Vassily Nebenzia said in a recent wide-ranging interview with a small group of journalists that the Trump administration should offer some incentives to North Korea to move forward toward denuclearization, saying the situation "is stalemated at the moment."
Russia and China have backed an easing of sanctions to spur momentum, but the U.S. insists that North Korea must first make major steps toward eliminating its nuclear program. "I'm concerned that it doesn't roll back" to the 2017 era of increasing nuclear and missile tests and escalating rhetoric, Nebenzia said. "I think that the U.S. hopefully is starting to understand that the situation may go (back)."
As for Iran, Nebenzia said he worries about U.S. strategy if its sanctions don't bring about the changes in behavior the Trump administration wants. He sees "a danger if they go to the limits." "I'm worried if anybody wants to go to war with Iran, and that is the enigma and the question — what is the strategy about Iran?" Nebenzia asked.
He said the U.S. and Russia need to talk about global issues including strategic stability, terrorism, narcotics and regional conflicts, and he thinks President Donald Trump "understands pretty well that it's better to cooperate."

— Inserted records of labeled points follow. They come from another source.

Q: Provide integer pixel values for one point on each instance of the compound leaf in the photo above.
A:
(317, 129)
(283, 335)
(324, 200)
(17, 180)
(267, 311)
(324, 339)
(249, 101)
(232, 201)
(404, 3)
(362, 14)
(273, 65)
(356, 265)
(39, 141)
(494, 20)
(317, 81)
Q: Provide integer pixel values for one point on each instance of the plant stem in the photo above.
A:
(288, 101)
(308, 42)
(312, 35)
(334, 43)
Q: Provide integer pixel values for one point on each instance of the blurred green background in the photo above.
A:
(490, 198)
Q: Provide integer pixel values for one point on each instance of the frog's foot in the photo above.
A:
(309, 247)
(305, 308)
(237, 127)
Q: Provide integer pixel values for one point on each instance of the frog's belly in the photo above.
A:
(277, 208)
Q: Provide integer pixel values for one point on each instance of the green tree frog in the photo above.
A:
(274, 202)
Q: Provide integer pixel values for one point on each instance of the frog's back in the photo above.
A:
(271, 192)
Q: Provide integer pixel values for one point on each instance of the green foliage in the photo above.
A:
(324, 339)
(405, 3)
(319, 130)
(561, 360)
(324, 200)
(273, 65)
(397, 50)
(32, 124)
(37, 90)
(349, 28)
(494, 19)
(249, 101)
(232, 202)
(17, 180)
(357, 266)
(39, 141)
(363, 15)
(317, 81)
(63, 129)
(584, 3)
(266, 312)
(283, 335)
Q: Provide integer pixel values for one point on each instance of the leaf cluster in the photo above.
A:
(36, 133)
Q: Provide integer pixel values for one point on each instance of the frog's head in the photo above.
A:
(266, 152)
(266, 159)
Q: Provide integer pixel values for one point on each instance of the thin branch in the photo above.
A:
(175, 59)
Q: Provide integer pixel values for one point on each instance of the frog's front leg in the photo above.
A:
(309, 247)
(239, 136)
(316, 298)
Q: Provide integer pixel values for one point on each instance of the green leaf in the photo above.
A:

But he said because Russia has become a major issue in U.S. domestic policies — accused of hacking and interfering in the 2016 U.S. elections which is being investigated by special counsel Robert Mueller — "and given the vulnerabilities that drift around this administration, I don't see too bright prospects for improving (relations) any time soon."
Looking more broadly at the U.S. position in the world under President Donald Trump, whose overarching policy is "America First," Nebenzia said he doesn't see the United States retreating. It's that the balance of power in the world is changing, he said, "and we definitely witness the rise in a multipolar world" where other centers of power not only Russia and China but India, Brazil and Africa "all want to be a part of the world governance and they want their voice to be heard and their interests taken into account."
Nebenzia echoed Russian President Vladimir Putin's view that Trump's decision to pull U.S. troops out of Syria was a good move, though he expressed some skepticism about whether the announcement will become a reality.
He said in the interview at Russia's U.N. Mission late Friday that a pullout "will be helpful and conducive to the eventual Syrian settlement" of the seven-year conflict. If and when the U.S. leaves Syria, Nebenzia said, America's Kurdish allies in the northeast should reintegrate into Syrian society, and "their rights and interests should be taken into account in the final settlement."
Alluding to fears that Turkish forces could cross the border and go after the U.S.-allied Kurdish fighters, Nebenzia added, "I think that's the best antidote for them against any possible bad developments that might take place."
Nebenzia said former U.S. Secretary of State Condoleeza Rice voiced his answer to the question of why Russia is in Syria: "The only reason Russia is present in Syria is to prevent another Libya, and that is true."
He said "Syria was a hotbed of the terrorist caliphate" established by Islamic State extremists, and "our aim was not to let them flourish there" and to restore Syria's territorial integrity and sovereignty.
Nebenzia said the greatest threat in today's world is not Russia, China, North Korea and Iran as the U.S. national security strategy claims but terrorism — and what's needed most is "a true coalition to fight international terrorism."
Responding to questions about Trump's decision to cut the U.S. force in Afghanistan in half, Nebenzia said: "Afghanistan is one country that demonstrated to the whole world that it's impossible to defeat."
"That was demonstrated by the British.That was demonstrated by the Soviets and now it's the turn of the Americans," he said. Nebenzia said it "looks like there's no military solution, and the understanding of that is gaining momentum."
The government and the Taliban will have to talk to each other, he said, stressing that "the Taliban is part of Afghan society — you can't write them off."